Variants and cousins¶
- Multimodal embedding retrieval — systems like CLIP skip the OCR-cascade by co-embedding image pixels and text into a shared space; direct image → retrieval at the embedding boundary. Same shape, different modalities.
- End-to-end ML for pipelines generally — the "just learn the whole thing end-to-end" impulse in modern ML is a generalisation of this pattern. Historically distinct stages (feature extraction, classification, post-processing) get collapsed into a single model trained against the final objective. Works when you can afford the data and when the intermediate was lossy; doesn't work when the intermediate was load-bearing for interpretability, debuggability, or product use.
- Speech-to-speech translation — the direct-audio analogue for machine translation (bypassing audio → transcript → translated transcript → audio), same structural argument.

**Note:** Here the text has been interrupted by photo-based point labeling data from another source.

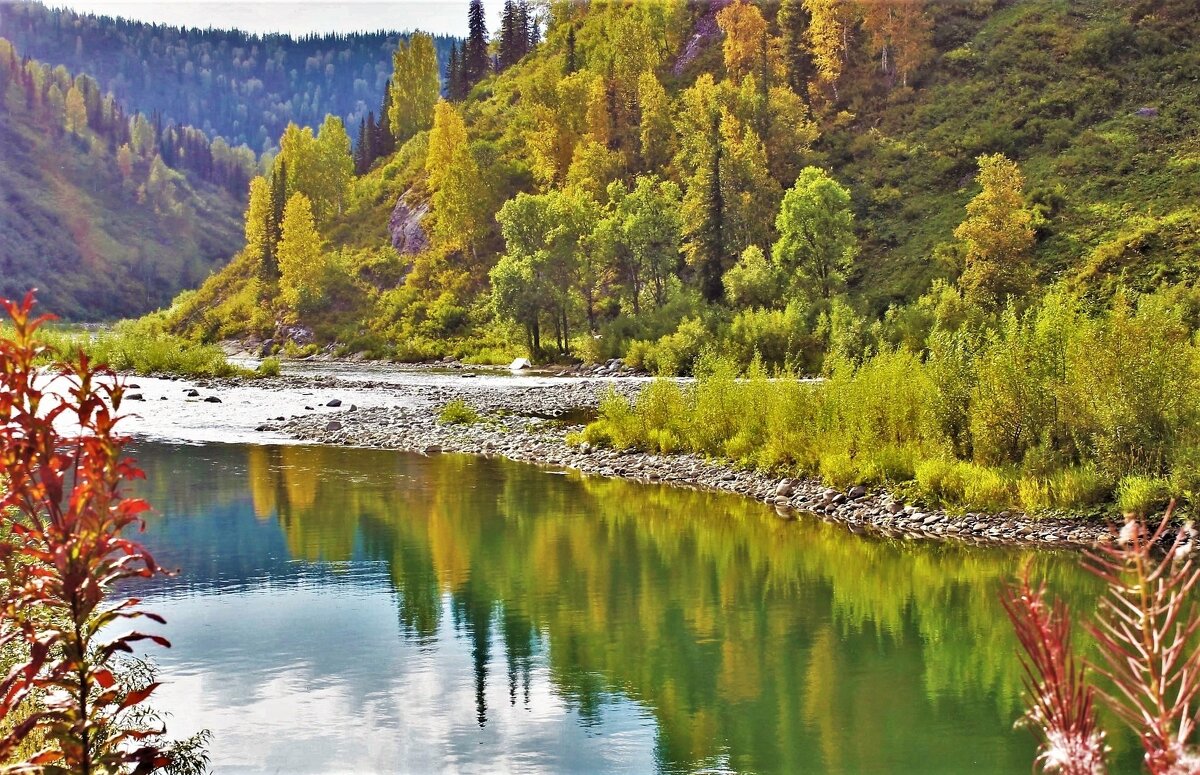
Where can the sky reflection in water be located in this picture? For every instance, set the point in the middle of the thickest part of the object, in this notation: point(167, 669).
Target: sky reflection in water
point(364, 611)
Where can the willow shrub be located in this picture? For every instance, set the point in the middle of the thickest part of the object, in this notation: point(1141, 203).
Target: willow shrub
point(1048, 409)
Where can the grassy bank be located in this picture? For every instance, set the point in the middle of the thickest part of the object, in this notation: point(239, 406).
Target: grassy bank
point(143, 347)
point(1055, 408)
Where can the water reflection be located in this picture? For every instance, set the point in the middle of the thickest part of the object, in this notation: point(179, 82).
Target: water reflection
point(352, 610)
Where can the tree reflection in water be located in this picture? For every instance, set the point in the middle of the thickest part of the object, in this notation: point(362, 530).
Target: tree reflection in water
point(757, 643)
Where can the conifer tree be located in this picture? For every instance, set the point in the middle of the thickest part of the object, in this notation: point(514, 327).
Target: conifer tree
point(454, 74)
point(415, 86)
point(571, 62)
point(510, 34)
point(385, 143)
point(475, 64)
point(299, 256)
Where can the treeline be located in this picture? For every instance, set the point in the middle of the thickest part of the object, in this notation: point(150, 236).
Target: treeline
point(240, 86)
point(107, 214)
point(651, 176)
point(141, 145)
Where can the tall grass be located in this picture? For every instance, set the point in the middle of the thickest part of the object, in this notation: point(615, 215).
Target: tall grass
point(143, 347)
point(1051, 409)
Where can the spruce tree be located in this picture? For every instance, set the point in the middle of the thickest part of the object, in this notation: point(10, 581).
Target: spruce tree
point(275, 224)
point(526, 31)
point(387, 143)
point(454, 73)
point(509, 32)
point(475, 64)
point(361, 149)
point(571, 64)
point(792, 20)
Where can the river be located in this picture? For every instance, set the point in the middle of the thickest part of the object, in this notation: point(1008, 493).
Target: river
point(363, 611)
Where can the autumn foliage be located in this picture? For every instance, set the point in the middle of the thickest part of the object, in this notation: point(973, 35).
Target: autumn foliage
point(1145, 630)
point(63, 548)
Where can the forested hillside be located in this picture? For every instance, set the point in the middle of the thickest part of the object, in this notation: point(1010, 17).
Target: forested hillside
point(231, 84)
point(108, 215)
point(790, 179)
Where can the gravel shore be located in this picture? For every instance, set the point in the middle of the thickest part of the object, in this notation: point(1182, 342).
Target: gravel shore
point(520, 424)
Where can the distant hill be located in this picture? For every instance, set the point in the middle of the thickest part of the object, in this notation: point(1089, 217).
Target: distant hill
point(1096, 104)
point(240, 86)
point(108, 216)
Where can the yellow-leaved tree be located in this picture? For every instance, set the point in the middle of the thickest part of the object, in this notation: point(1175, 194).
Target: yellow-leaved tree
point(997, 235)
point(745, 37)
point(828, 38)
point(300, 256)
point(454, 176)
point(415, 86)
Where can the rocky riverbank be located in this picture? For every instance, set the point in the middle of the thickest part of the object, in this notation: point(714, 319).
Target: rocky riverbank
point(519, 424)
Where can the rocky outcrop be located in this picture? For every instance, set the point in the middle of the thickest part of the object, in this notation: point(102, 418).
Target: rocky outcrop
point(706, 30)
point(405, 227)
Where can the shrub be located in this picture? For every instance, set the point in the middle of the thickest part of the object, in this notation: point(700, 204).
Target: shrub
point(1035, 493)
point(1079, 487)
point(1143, 494)
point(70, 551)
point(457, 412)
point(887, 464)
point(268, 367)
point(838, 470)
point(939, 480)
point(661, 414)
point(984, 487)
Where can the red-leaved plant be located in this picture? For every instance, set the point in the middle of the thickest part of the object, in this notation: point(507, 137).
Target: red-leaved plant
point(1145, 630)
point(63, 521)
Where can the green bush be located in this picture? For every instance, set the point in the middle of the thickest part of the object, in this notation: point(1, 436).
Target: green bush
point(838, 470)
point(1079, 487)
point(985, 487)
point(457, 412)
point(268, 367)
point(939, 481)
point(1143, 496)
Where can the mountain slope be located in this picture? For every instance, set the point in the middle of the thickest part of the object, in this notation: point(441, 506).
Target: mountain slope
point(95, 241)
point(1095, 101)
point(244, 88)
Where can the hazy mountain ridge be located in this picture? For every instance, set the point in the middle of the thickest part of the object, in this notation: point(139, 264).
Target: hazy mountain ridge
point(240, 86)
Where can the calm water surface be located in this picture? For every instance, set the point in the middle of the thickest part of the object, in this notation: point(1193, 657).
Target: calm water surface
point(354, 611)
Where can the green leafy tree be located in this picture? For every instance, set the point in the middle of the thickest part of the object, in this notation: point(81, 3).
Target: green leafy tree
point(751, 281)
point(657, 127)
point(997, 235)
point(705, 214)
point(544, 235)
point(816, 244)
point(336, 161)
point(641, 238)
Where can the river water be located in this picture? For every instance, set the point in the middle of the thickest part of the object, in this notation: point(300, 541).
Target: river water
point(358, 611)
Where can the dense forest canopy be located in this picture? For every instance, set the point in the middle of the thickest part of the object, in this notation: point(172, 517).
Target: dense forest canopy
point(107, 214)
point(231, 84)
point(627, 179)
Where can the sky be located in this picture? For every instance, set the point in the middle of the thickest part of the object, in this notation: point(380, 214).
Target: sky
point(295, 17)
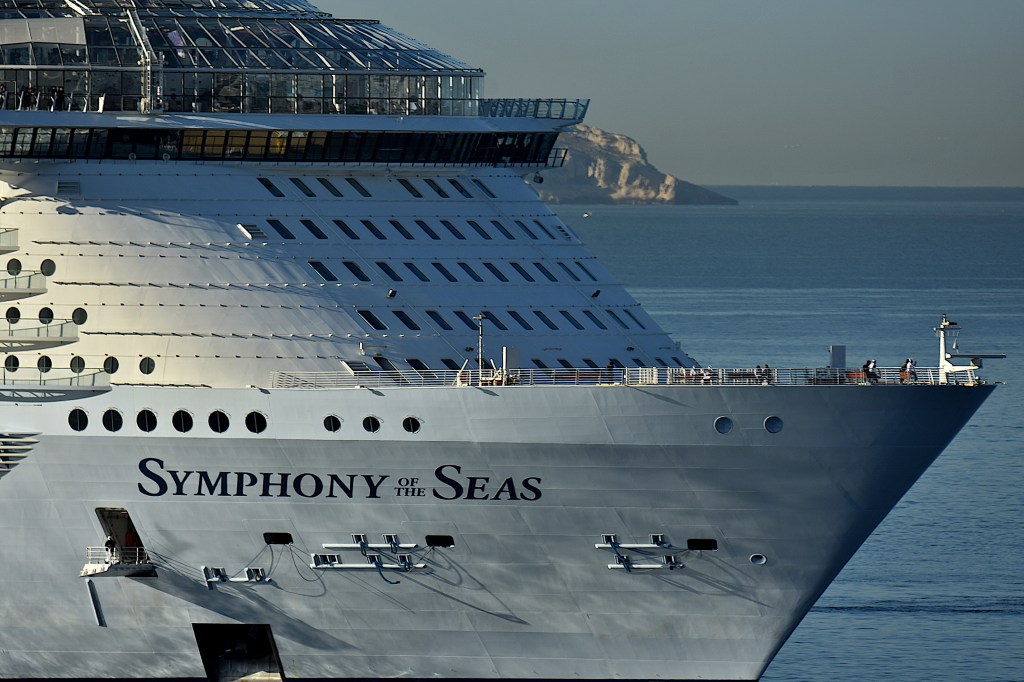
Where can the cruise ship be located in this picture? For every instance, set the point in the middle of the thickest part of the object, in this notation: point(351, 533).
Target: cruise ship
point(301, 380)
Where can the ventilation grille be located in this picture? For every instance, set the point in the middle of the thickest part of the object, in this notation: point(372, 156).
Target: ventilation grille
point(13, 449)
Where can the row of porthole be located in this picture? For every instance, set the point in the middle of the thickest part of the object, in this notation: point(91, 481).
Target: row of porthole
point(772, 424)
point(218, 421)
point(111, 365)
point(78, 315)
point(47, 267)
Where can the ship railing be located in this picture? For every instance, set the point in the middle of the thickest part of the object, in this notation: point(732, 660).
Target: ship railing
point(30, 378)
point(633, 376)
point(119, 555)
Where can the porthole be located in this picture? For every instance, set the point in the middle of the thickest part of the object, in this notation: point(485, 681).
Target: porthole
point(113, 420)
point(181, 421)
point(218, 421)
point(256, 422)
point(78, 420)
point(146, 420)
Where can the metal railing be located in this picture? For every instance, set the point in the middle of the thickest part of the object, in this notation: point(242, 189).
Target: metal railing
point(32, 378)
point(119, 555)
point(636, 376)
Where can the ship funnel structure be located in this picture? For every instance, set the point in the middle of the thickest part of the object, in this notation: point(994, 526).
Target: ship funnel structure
point(947, 329)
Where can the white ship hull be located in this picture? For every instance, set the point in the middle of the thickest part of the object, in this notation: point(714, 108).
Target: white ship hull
point(524, 480)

Distinguishing from adjacent patterns¶
- patterns/cheap-approximator-with-expensive-fallback — different axis. That pattern keeps a multi-stage shape but adds a confidence-gated escape hatch between the fast/approximate and slow/exact paths. Skip-the-intermediate is about collapsing the stage boundary altogether, not about adding branching at it.
- patterns/draft-verify-inference / speculative decoding — operates at token granularity within a single LLM; skip-the- intermediate operates at pipeline-stage granularity across model boundaries. Different scales.
- patterns/teacher-student-model-compression — teacher and student are in a training relationship with a production handoff; the student runs standalone in production. Skip-the- intermediate is about removing a stage from the production path entirely.
Seen in¶
- sources/2025-10-07-google-speech-to-retrieval-s2r-voice-search — canonical wiki instance; Google's Speech-to-Retrieval collapses the Cascade ASR → text retrieval pipeline for voice search by going directly from audio to retrieval results.